In my search for the idea of universal responsibility for the Holocaust, and moving away from the museum, I visited the city bookshops. The only books in English that I found on this subject were about the Warsaw Uprising. Then I went to the outskirts of the city park, which is where the Warsaw Ghetto once stood. The memory of the ghetto is preserved by a monument and pavement markers indicating what had been the insurmountable wall encircling the ghetto. It was only on that spot that I really got the impression that this city bears witness to the last large-scale pogrom of Jews in Europe. Encouraged by this, I entered the park following the fragments edges of the wall, rummaging for more signs of remembrance. The wall was soon gone and the park became just a well-maintained pathway attracting tourists and residents of the surrounding buildings. So I went back to the ghetto walls, cherishing that impression which had been so hard to find, and decided that my visit to Warsaw’s memory of the extermination of Polish Jews should end there.

The impression one might get that Poland does not remember its Jews is dispelled by the spectacular Polin. This museum sends a message to the Jews that Polish society can again be their home and haven. The trouble is, however, that Polish society in general, like many others, cherishes the memory of Jewish suffering to the degree that it does not disturb the memory of its own suffering. In the end, it would seem that Polish society also does not acknowledge or accept its share of responsibility for wrongdoing.

The fact that the museum opened nearly 70 years after the World War II and that it presents the Holocaust as only one of the stages in the timeline of Jewish history, instead of setting it apart as an anti-civilizational and historically distinctive phenomenon and a logical consequence of the violent treatment of Jews in Europe, might suggest that this memory is not enough to prevent such wrongs in the future.

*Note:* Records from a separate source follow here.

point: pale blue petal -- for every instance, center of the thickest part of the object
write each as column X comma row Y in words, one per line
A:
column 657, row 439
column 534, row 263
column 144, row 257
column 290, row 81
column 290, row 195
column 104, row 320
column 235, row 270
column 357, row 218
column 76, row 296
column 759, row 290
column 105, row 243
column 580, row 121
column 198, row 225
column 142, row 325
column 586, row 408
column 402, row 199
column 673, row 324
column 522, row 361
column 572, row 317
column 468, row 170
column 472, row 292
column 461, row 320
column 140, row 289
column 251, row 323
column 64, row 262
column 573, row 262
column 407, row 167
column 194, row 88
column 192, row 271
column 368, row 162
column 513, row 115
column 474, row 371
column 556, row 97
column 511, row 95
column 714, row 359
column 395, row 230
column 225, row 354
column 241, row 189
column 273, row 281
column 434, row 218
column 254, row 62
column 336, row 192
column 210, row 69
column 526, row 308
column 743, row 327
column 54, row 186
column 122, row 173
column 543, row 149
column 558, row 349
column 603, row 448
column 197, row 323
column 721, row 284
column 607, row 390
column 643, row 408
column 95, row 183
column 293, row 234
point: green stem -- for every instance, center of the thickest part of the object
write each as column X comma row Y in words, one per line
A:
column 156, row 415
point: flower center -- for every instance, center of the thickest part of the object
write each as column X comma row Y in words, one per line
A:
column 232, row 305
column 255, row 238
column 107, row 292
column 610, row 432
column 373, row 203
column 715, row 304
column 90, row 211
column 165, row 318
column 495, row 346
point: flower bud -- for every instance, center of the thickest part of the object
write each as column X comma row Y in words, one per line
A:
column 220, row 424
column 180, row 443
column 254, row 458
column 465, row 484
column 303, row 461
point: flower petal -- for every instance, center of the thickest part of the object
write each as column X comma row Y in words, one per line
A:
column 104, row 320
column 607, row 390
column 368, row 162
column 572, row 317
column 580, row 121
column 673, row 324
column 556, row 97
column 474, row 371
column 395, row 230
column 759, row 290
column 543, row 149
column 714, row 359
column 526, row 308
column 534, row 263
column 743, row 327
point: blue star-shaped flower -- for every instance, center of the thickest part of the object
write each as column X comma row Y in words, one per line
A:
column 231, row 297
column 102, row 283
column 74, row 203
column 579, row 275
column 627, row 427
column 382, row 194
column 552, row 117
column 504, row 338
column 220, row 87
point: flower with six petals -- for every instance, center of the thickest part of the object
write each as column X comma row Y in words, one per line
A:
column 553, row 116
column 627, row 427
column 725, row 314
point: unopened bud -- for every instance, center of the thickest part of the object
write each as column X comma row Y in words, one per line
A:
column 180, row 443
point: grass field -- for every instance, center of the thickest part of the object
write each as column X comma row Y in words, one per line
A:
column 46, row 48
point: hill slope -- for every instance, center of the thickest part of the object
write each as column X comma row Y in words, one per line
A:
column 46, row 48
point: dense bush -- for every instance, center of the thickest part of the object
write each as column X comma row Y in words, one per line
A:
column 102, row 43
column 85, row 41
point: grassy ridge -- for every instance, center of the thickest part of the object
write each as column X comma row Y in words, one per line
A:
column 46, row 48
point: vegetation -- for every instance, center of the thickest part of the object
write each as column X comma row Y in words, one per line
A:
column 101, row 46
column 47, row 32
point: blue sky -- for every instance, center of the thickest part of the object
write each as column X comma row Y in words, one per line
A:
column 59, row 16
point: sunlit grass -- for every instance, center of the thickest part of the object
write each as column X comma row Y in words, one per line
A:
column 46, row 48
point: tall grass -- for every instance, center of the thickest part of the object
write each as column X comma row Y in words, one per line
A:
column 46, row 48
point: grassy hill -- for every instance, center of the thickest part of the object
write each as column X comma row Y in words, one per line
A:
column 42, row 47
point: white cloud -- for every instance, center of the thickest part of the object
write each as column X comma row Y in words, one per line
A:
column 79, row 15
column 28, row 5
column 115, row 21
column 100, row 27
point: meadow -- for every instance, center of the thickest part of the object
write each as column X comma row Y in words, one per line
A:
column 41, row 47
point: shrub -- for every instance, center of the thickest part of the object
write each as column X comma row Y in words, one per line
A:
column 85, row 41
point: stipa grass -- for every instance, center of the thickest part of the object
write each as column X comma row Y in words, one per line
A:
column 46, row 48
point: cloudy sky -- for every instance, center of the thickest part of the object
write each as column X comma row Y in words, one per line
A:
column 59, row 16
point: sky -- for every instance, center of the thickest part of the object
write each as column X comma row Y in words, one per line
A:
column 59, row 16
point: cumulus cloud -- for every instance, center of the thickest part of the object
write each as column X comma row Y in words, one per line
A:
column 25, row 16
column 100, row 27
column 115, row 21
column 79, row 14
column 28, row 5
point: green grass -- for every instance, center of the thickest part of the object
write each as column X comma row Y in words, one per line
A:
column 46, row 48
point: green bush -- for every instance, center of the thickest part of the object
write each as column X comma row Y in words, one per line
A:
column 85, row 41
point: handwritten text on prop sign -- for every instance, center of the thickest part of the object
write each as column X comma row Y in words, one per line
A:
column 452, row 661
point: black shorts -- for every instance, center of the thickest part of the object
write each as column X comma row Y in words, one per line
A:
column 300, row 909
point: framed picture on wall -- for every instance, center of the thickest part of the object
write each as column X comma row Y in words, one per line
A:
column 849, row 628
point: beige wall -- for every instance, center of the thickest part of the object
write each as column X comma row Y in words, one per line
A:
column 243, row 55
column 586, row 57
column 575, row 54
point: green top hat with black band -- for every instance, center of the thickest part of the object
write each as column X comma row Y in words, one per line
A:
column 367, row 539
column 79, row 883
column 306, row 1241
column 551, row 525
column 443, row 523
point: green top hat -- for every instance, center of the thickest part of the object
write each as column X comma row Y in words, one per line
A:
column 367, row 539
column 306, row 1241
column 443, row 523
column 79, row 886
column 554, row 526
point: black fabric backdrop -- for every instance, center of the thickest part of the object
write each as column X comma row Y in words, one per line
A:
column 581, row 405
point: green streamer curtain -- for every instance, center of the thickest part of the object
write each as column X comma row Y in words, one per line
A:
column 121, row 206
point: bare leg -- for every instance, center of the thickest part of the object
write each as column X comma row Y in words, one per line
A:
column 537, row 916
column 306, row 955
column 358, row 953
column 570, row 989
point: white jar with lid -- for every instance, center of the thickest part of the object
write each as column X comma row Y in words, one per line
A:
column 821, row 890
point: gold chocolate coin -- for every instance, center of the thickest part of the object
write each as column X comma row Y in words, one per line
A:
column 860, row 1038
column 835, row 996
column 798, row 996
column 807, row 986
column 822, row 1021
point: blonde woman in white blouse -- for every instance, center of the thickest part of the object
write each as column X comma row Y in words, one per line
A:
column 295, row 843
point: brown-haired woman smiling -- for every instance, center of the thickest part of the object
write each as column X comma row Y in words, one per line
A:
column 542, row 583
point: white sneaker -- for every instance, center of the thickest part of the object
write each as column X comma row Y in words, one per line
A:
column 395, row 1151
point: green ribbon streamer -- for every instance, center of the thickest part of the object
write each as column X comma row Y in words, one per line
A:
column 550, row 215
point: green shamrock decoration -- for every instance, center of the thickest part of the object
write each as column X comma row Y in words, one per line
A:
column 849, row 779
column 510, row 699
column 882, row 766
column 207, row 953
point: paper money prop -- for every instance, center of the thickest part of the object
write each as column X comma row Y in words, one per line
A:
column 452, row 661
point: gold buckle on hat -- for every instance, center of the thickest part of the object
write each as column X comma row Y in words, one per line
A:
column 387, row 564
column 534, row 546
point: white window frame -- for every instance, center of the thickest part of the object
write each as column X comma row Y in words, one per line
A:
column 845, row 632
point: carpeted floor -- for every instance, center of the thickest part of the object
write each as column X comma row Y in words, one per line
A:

In this regard, Polish society is suffering the same fate as many other post-conflict societies that are struggling to create and preserve a memory that would be devoid of limitations, ambiguities, biases and denial. How are the exterminated Jews of Belgrade being remembered? We remember them only occasionally, and our memory is partial, even grudging, so much so that even seven decades after their suffering the sites where they were killed are not marked appropriately. What we also need to do is commemorate the victims of the post-Yugoslav armed conflicts, honouring all the victims, ours and the others’ alike, and to convict all the wrongdoers, including ours. But above all, each of us needs to assume responsibility for the wrongdoings that we committed or allowed to be committed. The Polish example can help us realize how important soul-searching is, individual and societal alike, as it is the key step towards overcoming the legacy of the past.

 

The Author is Outreach Manager at the Humanitarian Law Center

 

[1] “History of the Jewish People” by Simon Dubnow, for example.